"The Sex They Really Need:" Medicalization and Popular Interpretations of Homosexuality in Postwar Canada
DOI:
https://doi.org/10.29173/mruhr526Abstract
With the fiftieth anniversary of the Stonewall Riots having just past, it is astounding to see the leaps and bounds made by queer historians towards developing an understanding of homophobia in the American postwar period which led up to the riots. While the publicised, state-sanctioned homophobic purges of men and women from public service has been well documented in American history, the equivalent persecution of gay men and lesbians in Canada has gone largely unexamined. Much like other oppressive acts enacted by the Canadian government, the purging of those suspected of homosexuality has been left out of Canada's collective national history. That organisations such as the RCMP and CSIS act as arbiters of archival documentation detailing the means of constructing and detecting the homosexual other only complicates matters further.
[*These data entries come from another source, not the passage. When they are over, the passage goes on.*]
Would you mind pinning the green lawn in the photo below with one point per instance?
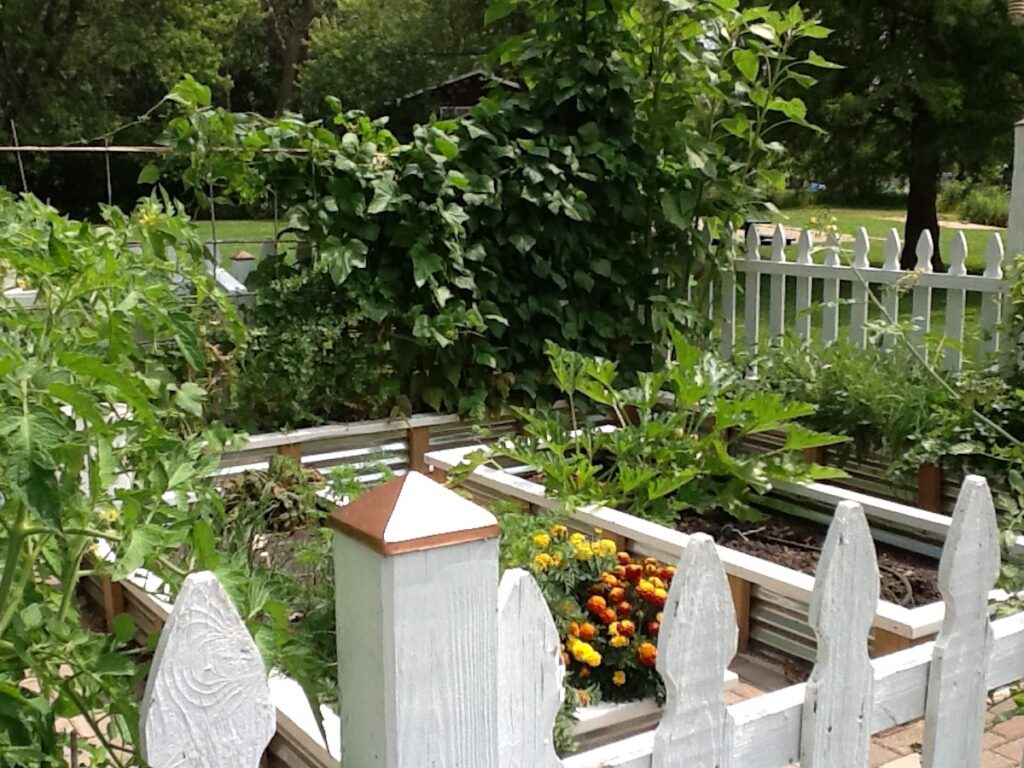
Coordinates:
(879, 222)
(238, 235)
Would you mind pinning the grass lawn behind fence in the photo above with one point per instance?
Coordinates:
(880, 221)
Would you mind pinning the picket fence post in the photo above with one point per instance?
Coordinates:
(858, 310)
(802, 322)
(696, 643)
(991, 304)
(529, 675)
(776, 308)
(922, 295)
(890, 299)
(837, 730)
(955, 302)
(416, 589)
(752, 293)
(829, 295)
(207, 700)
(954, 712)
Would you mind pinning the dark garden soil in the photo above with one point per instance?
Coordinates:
(906, 578)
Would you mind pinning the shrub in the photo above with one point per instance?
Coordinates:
(674, 450)
(462, 247)
(986, 205)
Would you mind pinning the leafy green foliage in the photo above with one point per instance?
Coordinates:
(104, 377)
(451, 257)
(279, 567)
(674, 449)
(889, 404)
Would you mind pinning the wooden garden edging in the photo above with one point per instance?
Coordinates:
(895, 627)
(452, 669)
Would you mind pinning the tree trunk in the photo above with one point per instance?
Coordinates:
(293, 51)
(923, 170)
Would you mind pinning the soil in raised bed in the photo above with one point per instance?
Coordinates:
(906, 578)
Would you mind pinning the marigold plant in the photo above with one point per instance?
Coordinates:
(607, 605)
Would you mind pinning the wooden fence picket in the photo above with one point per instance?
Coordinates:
(695, 645)
(890, 298)
(728, 313)
(858, 309)
(802, 322)
(529, 675)
(954, 712)
(955, 302)
(776, 308)
(207, 701)
(837, 725)
(990, 314)
(922, 306)
(752, 293)
(829, 296)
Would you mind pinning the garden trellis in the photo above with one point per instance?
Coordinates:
(449, 669)
(801, 272)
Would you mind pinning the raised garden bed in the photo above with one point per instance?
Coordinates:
(771, 599)
(298, 742)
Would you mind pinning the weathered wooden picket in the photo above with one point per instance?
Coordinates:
(847, 276)
(439, 666)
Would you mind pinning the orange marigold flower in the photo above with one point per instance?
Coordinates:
(597, 603)
(647, 654)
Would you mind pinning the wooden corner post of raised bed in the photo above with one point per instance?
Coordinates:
(416, 585)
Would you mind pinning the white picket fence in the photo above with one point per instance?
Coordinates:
(432, 674)
(846, 275)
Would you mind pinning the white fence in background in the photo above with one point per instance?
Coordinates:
(846, 275)
(432, 676)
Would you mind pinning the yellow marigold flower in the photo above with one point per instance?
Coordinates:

As such, researchers can be better served through the examination of auxiliary texts, or interviews with those affected by the purges. This paper opts for the former, utilising postwar medical periodicals, popular media publications, and audio recordings of postwar symposiums to unravel the proposed medical basis for state homophobia and demonstrate how scholarly research was appropriated by the press. Through utilising a queer reading of these texts and employing contemporary queer theory, it is revealed that gender anxiety was at the root of the purges and that constructions of homosexual men and women as subversive was the result of self-reinforcing cycles of information misinterpretation.